Is it possible to fall out of love with your own country? For two years, I, like many Americans, have been focused intently on documenting, exposing, and alerting the nation to the Bush administration’s criminality and its assault on the Constitution and the rule of law – a story often marginalized at home. I was certain that when Americans knew what was being done in their name, they would react with horror and outrage.
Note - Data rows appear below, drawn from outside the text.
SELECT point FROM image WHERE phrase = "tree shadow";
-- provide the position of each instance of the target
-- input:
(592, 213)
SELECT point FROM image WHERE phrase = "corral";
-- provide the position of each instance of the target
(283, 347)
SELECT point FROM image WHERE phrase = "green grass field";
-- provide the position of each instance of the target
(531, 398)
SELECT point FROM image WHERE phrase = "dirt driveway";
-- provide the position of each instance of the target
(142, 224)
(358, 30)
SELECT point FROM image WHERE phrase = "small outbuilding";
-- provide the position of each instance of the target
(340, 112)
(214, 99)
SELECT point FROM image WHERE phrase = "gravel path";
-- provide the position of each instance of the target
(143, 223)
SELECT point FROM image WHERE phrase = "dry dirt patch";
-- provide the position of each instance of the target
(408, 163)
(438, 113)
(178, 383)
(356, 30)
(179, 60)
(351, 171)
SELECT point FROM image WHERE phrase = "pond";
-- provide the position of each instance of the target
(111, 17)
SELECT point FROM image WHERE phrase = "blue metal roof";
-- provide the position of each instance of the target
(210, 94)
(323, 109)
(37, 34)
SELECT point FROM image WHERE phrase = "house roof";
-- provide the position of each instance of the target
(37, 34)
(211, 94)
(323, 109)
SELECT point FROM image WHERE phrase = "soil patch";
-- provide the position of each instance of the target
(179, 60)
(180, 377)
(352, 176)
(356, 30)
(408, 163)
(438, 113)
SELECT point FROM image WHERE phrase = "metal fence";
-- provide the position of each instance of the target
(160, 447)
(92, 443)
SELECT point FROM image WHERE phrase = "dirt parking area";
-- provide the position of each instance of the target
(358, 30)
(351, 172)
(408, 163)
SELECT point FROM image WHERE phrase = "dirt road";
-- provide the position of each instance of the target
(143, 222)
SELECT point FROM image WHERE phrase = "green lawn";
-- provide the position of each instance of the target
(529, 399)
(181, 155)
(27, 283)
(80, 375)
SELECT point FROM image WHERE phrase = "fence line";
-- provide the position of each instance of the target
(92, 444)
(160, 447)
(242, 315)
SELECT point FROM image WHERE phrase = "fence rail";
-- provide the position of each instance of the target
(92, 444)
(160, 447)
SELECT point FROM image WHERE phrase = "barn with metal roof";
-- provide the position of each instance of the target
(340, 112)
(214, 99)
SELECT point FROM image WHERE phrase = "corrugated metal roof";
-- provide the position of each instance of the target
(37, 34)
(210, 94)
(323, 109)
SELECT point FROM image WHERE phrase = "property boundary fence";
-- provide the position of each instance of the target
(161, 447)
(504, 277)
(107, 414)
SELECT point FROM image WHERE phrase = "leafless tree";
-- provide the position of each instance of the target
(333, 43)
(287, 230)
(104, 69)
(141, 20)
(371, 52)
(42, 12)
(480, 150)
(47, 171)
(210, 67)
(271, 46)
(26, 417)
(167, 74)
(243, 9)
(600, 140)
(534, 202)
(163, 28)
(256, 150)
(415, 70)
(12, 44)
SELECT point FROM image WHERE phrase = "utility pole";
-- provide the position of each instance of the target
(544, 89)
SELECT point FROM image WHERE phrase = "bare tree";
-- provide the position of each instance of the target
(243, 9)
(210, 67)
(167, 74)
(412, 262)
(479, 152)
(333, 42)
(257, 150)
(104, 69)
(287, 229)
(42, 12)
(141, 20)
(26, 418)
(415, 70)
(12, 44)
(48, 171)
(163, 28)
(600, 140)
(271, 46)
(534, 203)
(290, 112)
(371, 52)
Three months ago, the Bush administration still clung to its devil’s sound bite, “We don’t torture.” Now, Physicians for Human Rights has issued its report documenting American-held detainees’ traumas, and even lie detector tests confirm they have been tortured. The Red Cross report has leaked: torture and war crimes. Jane Mayer’s impeccably researched exposé The Dark Side just hit the stores: torture, crafted and directed from the top. The Washington Post gave readers actual video footage of the abusive interrogation of a Canadian minor, Omar Khadr, who was seen showing his still-bleeding abdominal wounds, weeping and pleading with his captors.
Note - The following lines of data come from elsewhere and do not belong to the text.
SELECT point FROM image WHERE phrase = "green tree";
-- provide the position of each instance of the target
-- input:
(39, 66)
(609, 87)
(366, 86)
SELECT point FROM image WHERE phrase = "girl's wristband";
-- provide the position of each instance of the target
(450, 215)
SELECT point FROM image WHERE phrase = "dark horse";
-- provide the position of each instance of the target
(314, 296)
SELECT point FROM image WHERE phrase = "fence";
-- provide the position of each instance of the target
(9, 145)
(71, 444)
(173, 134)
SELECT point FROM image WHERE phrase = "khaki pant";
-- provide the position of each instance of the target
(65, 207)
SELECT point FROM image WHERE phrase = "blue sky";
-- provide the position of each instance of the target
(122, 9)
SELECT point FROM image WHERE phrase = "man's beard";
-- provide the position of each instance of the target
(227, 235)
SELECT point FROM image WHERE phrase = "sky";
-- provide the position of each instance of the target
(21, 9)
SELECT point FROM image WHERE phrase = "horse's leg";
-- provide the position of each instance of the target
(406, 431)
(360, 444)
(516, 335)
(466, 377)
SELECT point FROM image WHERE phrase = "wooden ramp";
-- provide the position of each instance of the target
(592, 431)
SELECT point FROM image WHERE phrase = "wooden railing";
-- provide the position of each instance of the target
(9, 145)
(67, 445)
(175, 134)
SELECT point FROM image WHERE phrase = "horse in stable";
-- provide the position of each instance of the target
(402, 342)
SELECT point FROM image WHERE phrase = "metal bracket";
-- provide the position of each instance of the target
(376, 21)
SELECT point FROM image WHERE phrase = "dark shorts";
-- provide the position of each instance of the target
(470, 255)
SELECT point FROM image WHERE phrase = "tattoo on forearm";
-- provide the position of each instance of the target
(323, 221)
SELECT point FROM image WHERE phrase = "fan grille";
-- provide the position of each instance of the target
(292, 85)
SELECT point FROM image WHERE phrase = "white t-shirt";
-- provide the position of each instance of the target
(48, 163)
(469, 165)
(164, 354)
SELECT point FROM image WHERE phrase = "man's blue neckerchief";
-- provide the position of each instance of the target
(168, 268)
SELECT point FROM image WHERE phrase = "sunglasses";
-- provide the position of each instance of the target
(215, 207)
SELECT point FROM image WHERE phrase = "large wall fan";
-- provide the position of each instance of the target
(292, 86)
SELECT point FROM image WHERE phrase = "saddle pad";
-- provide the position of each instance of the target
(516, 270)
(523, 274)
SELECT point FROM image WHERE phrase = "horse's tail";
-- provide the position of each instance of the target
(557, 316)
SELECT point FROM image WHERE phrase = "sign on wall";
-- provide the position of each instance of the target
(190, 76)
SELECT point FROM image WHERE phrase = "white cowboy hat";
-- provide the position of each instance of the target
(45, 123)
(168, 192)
So the truth is out and freely available. And America is still napping, worrying about its weight, and hanging out at the mall.
I had thought that after so much exposure, thousands of Americans would be holding vigils on Capitol Hill, that religious leaders would be asking God’s forgiveness, and that a popular groundswell of revulsion, similar to the nineteenth-century anti-slavery movement, would emerge. To paraphrase Abraham Lincoln, if torture is not wrong, nothing is wrong.